Trieste è la provincia italiana con la maggiore incidenza di persone sole tra chi presenta una Dichiarazione Sostitutiva Unica: nel 2025 il dato ha raggiunto il 35,8%.
Il risultato rispecchia la particolare struttura demografica del territorio triestino, dove le famiglie unipersonali rappresentano il 49,5% del totale, la percentuale più alta in Italia secondo i dati Istat.
Nel 2025 le famiglie con minori rappresentavano il 45,4% dei nuclei che avevano presentato una Dsu, mentre quelle con almeno una persona disabile erano il 18,1%.
Oltre 2.200 famiglie hanno aggiornato l’Isee durante l’anno
L’indagine analizza anche il ricorso all’Isee corrente, lo strumento che consente di aggiornare l’indicatore quando la situazione lavorativa o economica della famiglia peggiora in modo significativo, ad esempio in seguito alla perdita del lavoro.
Durante la pandemia il numero dei nuclei con Isee corrente era quasi triplicato in Friuli Venezia Giulia, passando dai 1.110 del 2019 ai 3.026 del 2021. Dopo il calo registrato nel 2022, il dato si è mantenuto sostanzialmente stabile.
Nel 2025 le famiglie con Isee corrente sono state 2.293, delle quali 805 nella sola provincia di Trieste.

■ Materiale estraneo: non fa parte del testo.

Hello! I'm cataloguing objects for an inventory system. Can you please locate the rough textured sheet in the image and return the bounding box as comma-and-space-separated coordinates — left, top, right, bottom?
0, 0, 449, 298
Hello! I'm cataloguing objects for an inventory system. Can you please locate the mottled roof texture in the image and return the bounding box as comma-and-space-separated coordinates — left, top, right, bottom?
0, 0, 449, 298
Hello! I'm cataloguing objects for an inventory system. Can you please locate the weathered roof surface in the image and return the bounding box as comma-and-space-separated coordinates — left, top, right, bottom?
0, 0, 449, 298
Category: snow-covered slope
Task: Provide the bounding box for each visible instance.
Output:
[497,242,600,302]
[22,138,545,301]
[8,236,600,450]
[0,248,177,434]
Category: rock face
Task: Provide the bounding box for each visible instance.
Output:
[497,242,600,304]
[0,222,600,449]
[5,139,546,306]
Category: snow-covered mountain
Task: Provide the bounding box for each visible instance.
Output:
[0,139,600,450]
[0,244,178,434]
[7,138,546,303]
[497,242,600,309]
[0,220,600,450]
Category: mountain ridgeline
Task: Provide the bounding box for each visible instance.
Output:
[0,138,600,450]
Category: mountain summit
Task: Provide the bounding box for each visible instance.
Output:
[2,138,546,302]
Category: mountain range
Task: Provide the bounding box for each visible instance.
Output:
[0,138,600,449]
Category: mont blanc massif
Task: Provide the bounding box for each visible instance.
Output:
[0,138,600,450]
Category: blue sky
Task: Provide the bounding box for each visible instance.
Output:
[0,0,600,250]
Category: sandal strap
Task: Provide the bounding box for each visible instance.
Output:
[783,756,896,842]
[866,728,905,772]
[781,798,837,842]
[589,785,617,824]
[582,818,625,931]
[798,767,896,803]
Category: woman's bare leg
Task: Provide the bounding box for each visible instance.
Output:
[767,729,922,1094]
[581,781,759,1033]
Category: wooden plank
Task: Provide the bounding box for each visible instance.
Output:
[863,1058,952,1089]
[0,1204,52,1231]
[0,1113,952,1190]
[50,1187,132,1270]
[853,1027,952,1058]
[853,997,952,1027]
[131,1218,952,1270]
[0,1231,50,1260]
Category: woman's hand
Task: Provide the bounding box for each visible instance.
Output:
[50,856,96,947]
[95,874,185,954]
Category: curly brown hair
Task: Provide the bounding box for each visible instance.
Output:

Il loro indicatore medio è pari a 17.938 euro, circa 3.600 euro in meno rispetto alle famiglie che utilizzano esclusivamente l’Isee ordinario.
Come viene calcolato l’Isee
La Dichiarazione Sostitutiva Unica è il documento preliminare necessario per ottenere l’Isee, l’indicatore che fotografa la condizione economica di una famiglia considerando redditi, patrimonio immobiliare e mobiliare e composizione del nucleo.
La certificazione è utilizzata come criterio di accesso a numerose prestazioni sociali erogate dagli enti pubblici. La Dsu può essere compilata online direttamente dai cittadini oppure presentata attraverso i Caf.
Nel 2025 le dichiarazioni trasmesse in modalità precompilata hanno rappresentato il 16% del totale nazionale. L’analisi di Ires Fvg prende in considerazione esclusivamente l’Isee ordinario, utilizzato per la maggior parte delle prestazioni, senza includere le certificazioni specifiche per università, servizi sociosanitari, residenze assistenziali e famiglie con minori i cui genitori non sono sposati e non convivono.